Ron Liepert, energy minister in the Canadian province that is home to the country's oil sands production, told the Reuters Oil Sands Summit a day earlier that "certain groups" were trying to block expansion of markets "behind the camouflage of environmental correctness, to re-establish trade barriers."
He did not disclose the identity of the groups, but his spokesman wrote in an email on Wednesday that Liepert said it was indeed the EU, after Reuters reported that the organization had yielded to Canadian demands that it remove possible trade barriers to avoid further damage to ties.
Canada has warned that draft EU standards to promote greener fuels are too unwieldy and would harm the market for oil sands crude. The EU appears to have heeded the warning, dropping references to oil sands.

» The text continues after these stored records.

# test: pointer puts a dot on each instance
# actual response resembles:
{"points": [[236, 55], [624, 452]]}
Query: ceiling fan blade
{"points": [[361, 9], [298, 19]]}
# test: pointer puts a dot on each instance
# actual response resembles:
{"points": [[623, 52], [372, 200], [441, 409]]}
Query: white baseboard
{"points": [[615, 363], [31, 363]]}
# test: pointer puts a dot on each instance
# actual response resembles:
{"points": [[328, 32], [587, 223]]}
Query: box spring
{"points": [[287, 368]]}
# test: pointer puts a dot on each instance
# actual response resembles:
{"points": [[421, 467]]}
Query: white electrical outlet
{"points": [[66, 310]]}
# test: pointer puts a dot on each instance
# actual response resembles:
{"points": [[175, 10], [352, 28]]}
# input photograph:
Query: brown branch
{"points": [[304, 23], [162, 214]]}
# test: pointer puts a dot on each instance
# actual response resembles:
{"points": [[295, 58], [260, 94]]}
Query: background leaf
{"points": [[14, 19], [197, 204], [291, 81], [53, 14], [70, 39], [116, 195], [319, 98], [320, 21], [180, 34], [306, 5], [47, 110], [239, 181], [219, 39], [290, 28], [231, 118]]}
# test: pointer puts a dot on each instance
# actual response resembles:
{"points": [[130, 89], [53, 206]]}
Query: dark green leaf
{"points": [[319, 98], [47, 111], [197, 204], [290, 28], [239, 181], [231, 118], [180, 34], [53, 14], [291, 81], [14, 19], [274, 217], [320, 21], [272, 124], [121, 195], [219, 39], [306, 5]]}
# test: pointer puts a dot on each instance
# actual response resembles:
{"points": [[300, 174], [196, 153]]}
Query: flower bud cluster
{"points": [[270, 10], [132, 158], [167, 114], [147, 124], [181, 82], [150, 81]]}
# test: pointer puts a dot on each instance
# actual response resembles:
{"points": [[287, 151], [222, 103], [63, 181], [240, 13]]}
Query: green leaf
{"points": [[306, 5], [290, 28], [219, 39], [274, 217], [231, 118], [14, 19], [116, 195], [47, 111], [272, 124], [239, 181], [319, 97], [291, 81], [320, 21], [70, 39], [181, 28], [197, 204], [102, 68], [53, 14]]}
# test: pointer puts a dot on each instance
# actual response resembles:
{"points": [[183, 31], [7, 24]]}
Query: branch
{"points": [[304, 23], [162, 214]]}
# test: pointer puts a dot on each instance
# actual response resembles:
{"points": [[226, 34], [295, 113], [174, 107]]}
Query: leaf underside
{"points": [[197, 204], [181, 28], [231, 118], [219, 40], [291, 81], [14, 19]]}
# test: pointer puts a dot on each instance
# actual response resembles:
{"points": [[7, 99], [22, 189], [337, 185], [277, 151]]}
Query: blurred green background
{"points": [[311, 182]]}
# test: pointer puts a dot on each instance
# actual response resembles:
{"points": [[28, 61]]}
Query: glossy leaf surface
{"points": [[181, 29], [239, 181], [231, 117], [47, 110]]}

Canada's oil sands are the largest crude deposits outside the Middle East and a growing source of supply for the United States.
However, environmental groups have mounted international campaigns warning of the unconventional energy source's impact on air, land, water and local communities.
The Alberta government and energy industry have countered with their own communications push to hammer home their efforts to improve the oil sands' environmental performance while balancing that with the industry's importance to the Canadian economy.